I have loving memories, mostly toward the end, as an adult and certainly some from childhood, but their number strikes me as too small. As easily my failure as hers, I suppose, but children aren’t as apt to fail at love. While I was certainly a difficult child, I can’t believe I was all that unique, especially after years of speaking with other sober drunks.

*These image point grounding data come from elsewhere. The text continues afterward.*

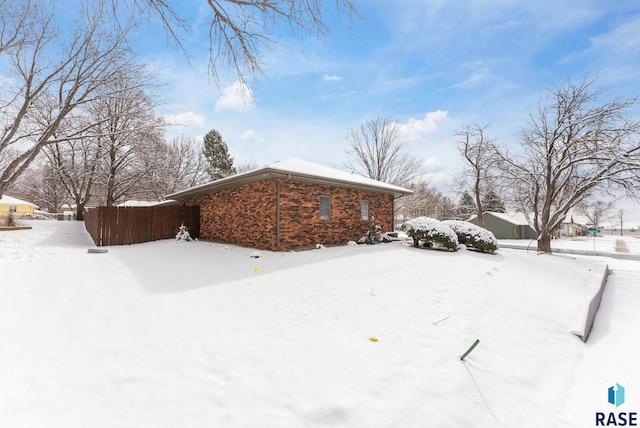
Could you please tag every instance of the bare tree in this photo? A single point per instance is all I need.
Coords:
(577, 143)
(478, 152)
(595, 210)
(13, 23)
(51, 75)
(377, 150)
(75, 163)
(246, 166)
(41, 185)
(117, 147)
(425, 201)
(240, 30)
(132, 136)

With a history of defaulting on any conventional observation of Mother’s Day and in anything like a timely fashion, I continue here to try and observe, touch my forelock inasmuch as I can — too little, too late, and with as much puzzlement as ever. My mother mythologized her own life so thoroughly it was never incumbent upon me to do so, and I am still hardly up to it. It would, at any rate, take a poet, likely a Greek, to adequately mythologize the spirit of a woman who endowed so many of her children with the gift of music. I remain grateful for that gift; and if the pain of it broke my heart often, it was perhaps so that it might go on in its own way after all.